Passing at once on the relevant issue raised in this appeal, We find appellant's contention devoid of persuasive force. The mere return of the mortgaged motor vehicle by the mortgagor, the herein appellant, to the mortgagee, the herein appellee, does not constitute dation in payment or dacion en pago in the absence, express or implied of the true intention of the parties. Dacion en pago, according to Manresa, is the transmission of the ownership of a thing by the debtor to the creditor as an accepted equivalent of the performance of obligation. 4 In dacion en pago, as a special mode of payment, the debtor offers another thing to the creditor who accepts it as equivalent of payment of an outstanding debt. The undertaking really partakes in one sense of the nature of sale, that is, the creditor is really buying the thing or property of the debtor, payment for which is to be charged against the debtor's debt. As such, the essential elements of a contract of sale, namely, consent, object certain, and cause or consideration must be present. In its modern concept, what actually takes place in dacion en pago is an objective novation of the obligation where the thing offered as an accepted equivalent of the performance of an obligation is considered as the object of the contract of sale, while the debt is considered as the purchase price. 5 In any case, common consent is an essential prerequisite, be it sale or innovation to have the effect of totally extinguishing the debt or obligation.

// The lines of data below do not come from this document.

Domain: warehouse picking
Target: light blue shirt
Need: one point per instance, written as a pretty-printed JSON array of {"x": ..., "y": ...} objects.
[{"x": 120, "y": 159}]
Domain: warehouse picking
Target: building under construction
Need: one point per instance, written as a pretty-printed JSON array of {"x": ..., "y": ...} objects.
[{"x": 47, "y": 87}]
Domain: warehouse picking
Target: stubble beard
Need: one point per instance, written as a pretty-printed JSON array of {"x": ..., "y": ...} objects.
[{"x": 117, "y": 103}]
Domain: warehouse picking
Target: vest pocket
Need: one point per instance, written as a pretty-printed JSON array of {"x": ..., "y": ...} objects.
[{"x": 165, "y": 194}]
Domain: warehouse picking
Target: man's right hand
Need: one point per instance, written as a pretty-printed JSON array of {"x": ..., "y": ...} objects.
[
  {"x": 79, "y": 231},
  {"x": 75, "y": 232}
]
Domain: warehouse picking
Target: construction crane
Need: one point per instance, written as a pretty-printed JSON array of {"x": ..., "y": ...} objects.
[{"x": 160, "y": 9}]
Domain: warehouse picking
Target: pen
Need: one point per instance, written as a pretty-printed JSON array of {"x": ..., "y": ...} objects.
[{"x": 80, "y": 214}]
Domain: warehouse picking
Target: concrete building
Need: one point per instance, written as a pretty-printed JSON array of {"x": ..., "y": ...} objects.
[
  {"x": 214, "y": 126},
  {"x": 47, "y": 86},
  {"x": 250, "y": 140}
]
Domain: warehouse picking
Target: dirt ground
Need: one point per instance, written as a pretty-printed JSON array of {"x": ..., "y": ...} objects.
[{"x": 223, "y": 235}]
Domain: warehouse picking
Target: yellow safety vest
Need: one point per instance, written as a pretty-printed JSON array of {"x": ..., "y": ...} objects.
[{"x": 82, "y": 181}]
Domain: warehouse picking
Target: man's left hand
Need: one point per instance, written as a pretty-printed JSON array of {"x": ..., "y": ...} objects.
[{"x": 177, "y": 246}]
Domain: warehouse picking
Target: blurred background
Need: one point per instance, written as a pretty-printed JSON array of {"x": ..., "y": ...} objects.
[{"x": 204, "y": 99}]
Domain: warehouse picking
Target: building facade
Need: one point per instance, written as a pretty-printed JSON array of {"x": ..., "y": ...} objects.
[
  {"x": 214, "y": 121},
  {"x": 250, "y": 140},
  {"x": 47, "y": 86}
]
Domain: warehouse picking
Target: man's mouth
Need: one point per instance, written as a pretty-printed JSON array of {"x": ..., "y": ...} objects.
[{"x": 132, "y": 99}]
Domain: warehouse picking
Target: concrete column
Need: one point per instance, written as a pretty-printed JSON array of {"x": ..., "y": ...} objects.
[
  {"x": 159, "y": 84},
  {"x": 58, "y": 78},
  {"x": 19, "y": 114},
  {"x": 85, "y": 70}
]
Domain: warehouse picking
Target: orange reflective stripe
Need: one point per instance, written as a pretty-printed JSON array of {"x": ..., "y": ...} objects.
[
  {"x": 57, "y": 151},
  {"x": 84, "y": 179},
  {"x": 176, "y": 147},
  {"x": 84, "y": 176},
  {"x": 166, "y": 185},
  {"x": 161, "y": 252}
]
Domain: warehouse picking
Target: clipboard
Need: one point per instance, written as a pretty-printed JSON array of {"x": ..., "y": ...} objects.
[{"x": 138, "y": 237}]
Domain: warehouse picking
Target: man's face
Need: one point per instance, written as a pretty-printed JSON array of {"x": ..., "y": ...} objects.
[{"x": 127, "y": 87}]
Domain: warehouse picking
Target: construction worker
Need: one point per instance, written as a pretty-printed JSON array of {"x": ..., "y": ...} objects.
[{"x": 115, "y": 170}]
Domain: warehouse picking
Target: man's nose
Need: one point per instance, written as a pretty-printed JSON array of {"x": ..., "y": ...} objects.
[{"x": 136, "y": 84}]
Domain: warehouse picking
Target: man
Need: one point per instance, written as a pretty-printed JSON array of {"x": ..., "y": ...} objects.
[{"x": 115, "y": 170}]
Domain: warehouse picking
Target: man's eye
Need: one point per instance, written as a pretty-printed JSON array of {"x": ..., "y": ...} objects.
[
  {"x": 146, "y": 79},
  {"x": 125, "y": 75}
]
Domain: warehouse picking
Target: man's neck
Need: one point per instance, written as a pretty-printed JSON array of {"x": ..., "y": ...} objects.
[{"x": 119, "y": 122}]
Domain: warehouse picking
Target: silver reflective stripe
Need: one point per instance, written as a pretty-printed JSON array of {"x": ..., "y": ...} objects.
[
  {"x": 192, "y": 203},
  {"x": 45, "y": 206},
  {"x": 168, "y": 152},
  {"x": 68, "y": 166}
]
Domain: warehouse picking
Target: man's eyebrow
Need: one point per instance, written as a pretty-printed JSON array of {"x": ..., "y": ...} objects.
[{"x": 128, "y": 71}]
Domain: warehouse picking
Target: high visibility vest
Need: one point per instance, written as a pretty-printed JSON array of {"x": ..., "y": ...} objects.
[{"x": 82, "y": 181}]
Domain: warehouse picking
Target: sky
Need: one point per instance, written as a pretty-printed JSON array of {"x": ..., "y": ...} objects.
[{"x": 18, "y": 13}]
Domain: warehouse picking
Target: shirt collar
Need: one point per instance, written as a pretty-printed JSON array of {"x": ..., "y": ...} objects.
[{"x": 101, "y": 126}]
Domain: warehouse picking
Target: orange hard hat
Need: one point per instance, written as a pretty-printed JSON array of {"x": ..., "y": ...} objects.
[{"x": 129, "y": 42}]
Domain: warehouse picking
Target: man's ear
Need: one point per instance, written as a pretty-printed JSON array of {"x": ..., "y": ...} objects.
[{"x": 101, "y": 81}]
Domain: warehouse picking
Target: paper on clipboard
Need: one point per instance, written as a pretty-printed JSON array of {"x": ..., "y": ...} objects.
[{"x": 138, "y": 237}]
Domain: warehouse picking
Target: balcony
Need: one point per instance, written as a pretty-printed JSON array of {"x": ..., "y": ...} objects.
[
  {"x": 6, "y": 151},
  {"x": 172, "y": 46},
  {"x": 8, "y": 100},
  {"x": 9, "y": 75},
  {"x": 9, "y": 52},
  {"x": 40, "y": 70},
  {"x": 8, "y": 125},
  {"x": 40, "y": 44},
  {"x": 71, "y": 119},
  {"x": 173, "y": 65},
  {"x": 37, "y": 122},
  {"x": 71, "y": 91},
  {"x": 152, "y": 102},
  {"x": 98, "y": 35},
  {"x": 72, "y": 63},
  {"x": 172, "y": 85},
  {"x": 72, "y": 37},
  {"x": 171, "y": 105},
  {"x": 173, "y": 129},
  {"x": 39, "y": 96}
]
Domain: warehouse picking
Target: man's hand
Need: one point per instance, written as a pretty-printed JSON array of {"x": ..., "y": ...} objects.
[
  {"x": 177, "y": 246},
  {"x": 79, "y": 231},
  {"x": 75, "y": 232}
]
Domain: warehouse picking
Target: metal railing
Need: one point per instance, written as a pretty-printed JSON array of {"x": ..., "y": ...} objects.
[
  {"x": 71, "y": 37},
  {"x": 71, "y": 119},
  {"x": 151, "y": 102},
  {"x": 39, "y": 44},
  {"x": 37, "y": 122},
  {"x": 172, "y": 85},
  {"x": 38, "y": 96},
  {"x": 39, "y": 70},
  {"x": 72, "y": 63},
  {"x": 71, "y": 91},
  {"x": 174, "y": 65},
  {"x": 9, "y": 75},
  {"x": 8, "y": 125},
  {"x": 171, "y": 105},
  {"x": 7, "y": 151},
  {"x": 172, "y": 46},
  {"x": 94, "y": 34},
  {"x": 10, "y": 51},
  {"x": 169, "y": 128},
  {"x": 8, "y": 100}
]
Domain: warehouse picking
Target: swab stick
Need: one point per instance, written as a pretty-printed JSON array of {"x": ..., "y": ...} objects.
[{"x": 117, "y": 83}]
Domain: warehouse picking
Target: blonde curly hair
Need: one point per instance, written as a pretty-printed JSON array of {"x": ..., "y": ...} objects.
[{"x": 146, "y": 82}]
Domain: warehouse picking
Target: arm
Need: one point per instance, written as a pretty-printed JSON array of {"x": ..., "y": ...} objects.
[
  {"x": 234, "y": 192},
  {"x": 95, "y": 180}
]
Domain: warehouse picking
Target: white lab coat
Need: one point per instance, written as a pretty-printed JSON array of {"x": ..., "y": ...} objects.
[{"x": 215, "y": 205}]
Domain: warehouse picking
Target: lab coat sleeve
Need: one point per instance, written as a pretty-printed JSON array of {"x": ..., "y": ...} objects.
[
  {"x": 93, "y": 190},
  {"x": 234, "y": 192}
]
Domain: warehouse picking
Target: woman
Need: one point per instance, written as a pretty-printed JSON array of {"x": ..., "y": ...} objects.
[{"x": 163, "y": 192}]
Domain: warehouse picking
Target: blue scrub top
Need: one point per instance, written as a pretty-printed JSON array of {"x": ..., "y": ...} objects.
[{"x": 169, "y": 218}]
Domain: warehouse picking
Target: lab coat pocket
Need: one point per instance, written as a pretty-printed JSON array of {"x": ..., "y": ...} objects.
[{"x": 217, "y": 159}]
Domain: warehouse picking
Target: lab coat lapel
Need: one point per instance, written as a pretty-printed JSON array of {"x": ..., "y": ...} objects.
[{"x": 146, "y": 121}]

The evidence on the record fails to show that the mortgagee, the herein appellee, consented, or at least intended, that the mere delivery to, and acceptance by him, of the mortgaged motor vehicle be construed as actual payment, more specifically dation in payment or dacion en pago. The fact that the mortgaged motor vehicle was delivered to him does not necessarily mean that ownership thereof, as juridically contemplated by dacion en pago, was transferred from appellant to appellee. In the absence of clear consent of appellee to the proferred special mode of payment, there can be no transfer of ownership of the mortgaged motor vehicle from appellant to appellee. If at all, only transfer of possession of the mortgaged motor vehicle took place, for it is quite possible that appellee, as mortgagee, merely wanted to secure possession to forestall the loss, destruction, fraudulent transfer of the vehicle to third persons, or its being rendered valueless if left in the hands of the appellant.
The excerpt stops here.